Settler’s Responsibility

We also acknowledge that acknowledging territory is only the beginning. We recognize the land as an expression of gratitude and appreciation to those whose territory we reside on, and to honour the Indigenous people who have been living and working on the land from time immemorial. It is important for us to understand the long-standing history that has brought us to reside on the land, and to seek to understand our place within that history. Land acknowledgements do not exist in a past tense, or historical context: colonialism is a current ongoing process, and we need to build our mindfulness of our present participation.

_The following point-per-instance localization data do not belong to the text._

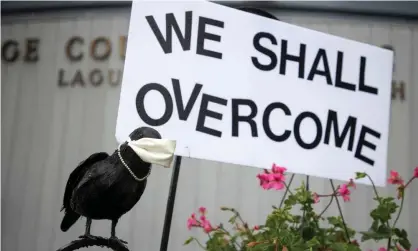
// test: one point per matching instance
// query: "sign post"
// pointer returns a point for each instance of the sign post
(170, 204)
(273, 92)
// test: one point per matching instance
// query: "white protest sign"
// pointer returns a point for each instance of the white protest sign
(235, 87)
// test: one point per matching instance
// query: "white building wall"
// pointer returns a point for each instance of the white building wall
(47, 130)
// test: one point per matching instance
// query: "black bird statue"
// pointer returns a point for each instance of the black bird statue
(107, 186)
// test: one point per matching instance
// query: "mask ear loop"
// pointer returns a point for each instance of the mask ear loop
(127, 167)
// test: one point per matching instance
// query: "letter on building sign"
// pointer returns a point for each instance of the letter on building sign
(32, 53)
(10, 51)
(122, 46)
(94, 49)
(398, 89)
(69, 49)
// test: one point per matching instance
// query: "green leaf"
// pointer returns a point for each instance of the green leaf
(375, 225)
(188, 241)
(374, 235)
(405, 243)
(360, 175)
(337, 246)
(384, 230)
(232, 219)
(308, 233)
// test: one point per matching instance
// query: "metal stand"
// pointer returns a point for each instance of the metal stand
(170, 204)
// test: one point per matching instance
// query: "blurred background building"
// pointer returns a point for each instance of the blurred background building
(62, 66)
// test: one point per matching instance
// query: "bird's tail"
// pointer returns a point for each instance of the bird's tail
(69, 219)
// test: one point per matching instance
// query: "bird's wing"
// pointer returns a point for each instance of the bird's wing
(78, 173)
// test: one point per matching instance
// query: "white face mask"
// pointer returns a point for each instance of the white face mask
(154, 151)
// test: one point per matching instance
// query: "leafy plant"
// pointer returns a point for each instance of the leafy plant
(285, 231)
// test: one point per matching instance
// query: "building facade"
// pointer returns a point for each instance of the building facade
(61, 76)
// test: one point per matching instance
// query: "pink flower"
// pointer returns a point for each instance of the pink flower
(191, 222)
(315, 197)
(351, 184)
(202, 210)
(271, 180)
(264, 180)
(207, 227)
(276, 185)
(395, 178)
(344, 192)
(278, 169)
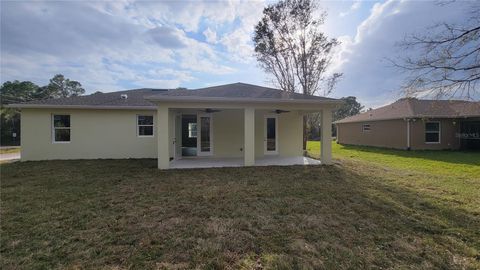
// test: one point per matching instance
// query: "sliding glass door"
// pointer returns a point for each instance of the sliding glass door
(270, 135)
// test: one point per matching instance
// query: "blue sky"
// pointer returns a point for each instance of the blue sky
(115, 45)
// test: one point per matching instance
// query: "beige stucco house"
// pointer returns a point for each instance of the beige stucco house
(234, 124)
(416, 124)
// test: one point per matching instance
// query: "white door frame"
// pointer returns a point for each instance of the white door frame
(178, 136)
(265, 151)
(199, 134)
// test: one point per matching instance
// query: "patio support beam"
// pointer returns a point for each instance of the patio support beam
(249, 137)
(326, 125)
(162, 137)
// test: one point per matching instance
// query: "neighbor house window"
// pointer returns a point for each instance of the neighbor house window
(61, 128)
(144, 125)
(192, 130)
(432, 132)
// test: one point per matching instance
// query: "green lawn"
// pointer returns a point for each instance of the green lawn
(365, 211)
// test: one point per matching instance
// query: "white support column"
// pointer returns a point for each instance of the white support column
(249, 137)
(326, 148)
(162, 137)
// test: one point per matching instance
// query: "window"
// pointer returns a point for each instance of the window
(432, 132)
(61, 128)
(144, 125)
(192, 130)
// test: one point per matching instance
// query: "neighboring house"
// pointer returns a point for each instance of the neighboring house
(411, 123)
(238, 124)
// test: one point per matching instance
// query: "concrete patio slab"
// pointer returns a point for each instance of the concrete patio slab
(208, 162)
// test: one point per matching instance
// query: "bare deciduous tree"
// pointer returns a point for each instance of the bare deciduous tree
(447, 60)
(290, 45)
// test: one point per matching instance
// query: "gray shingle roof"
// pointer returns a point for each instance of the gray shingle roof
(240, 90)
(135, 97)
(417, 108)
(139, 97)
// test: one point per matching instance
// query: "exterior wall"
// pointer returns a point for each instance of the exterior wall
(447, 135)
(113, 134)
(393, 134)
(94, 134)
(290, 134)
(388, 133)
(228, 133)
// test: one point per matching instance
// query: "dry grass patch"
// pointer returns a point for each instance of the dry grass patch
(118, 214)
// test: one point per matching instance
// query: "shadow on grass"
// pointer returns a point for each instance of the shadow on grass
(448, 156)
(125, 213)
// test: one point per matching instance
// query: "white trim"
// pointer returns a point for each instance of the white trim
(439, 132)
(54, 128)
(199, 134)
(152, 125)
(265, 151)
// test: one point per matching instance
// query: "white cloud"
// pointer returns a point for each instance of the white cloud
(112, 45)
(210, 36)
(362, 58)
(356, 5)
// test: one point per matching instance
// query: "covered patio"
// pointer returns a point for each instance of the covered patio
(237, 125)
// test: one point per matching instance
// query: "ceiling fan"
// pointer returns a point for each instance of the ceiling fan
(279, 111)
(208, 110)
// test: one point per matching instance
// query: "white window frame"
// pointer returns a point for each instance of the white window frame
(54, 128)
(152, 125)
(265, 119)
(366, 130)
(439, 132)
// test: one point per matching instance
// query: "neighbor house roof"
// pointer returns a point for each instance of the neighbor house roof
(417, 108)
(142, 98)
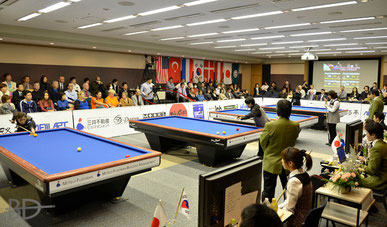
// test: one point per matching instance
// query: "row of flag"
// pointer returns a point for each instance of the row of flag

Beyond land acknowledgements, it is important for us as non-Indigenous people to commit ourselves to allyship with Indigenous communities. Allies must continually engage in self-reflection, and must consistently work at being an ally. There are many ways in which non-Indigenous people can begin the ongoing and continual process of acting in solidarity with Indigenous folks:


  • Learn:  About oppression and privilege. About the history of colonization. About Indigenous peoples and cultures. About the land you live on. To listen. There are many books, blogs, documentaries, Independent media sites, plays, and songs that Indigenous people have written and performed that are great places to start learning. Read the Truth and Reconciliation Final Report and consider how you can support the calls to action. 
  • Build relationships:  Building relationships is a very important aspect of standing in solidarity. Research the happenings within the Indigenous communities in your area, get involved in the actions and conversations in these spaces. 
  • Act:  By being accountable towards Indigenous people and communities by supporting what they are saying is important, aligning oneself with the struggle, and speaking up when something problematic is said. 


As a charity providing treatment and support to those with body image issues and eating disorders, we acknowledge that Indigenous folks and Indigenous culture(s) are left out of body image and eating disorder spaces. This is true in terms of eating disorder research, eating disorder treatment, recovery spaces, and conversations surrounding stigma and support. It is our responsibility to work to de-colonize these spaces and create supportive environments for Indigenous peoples who desire support.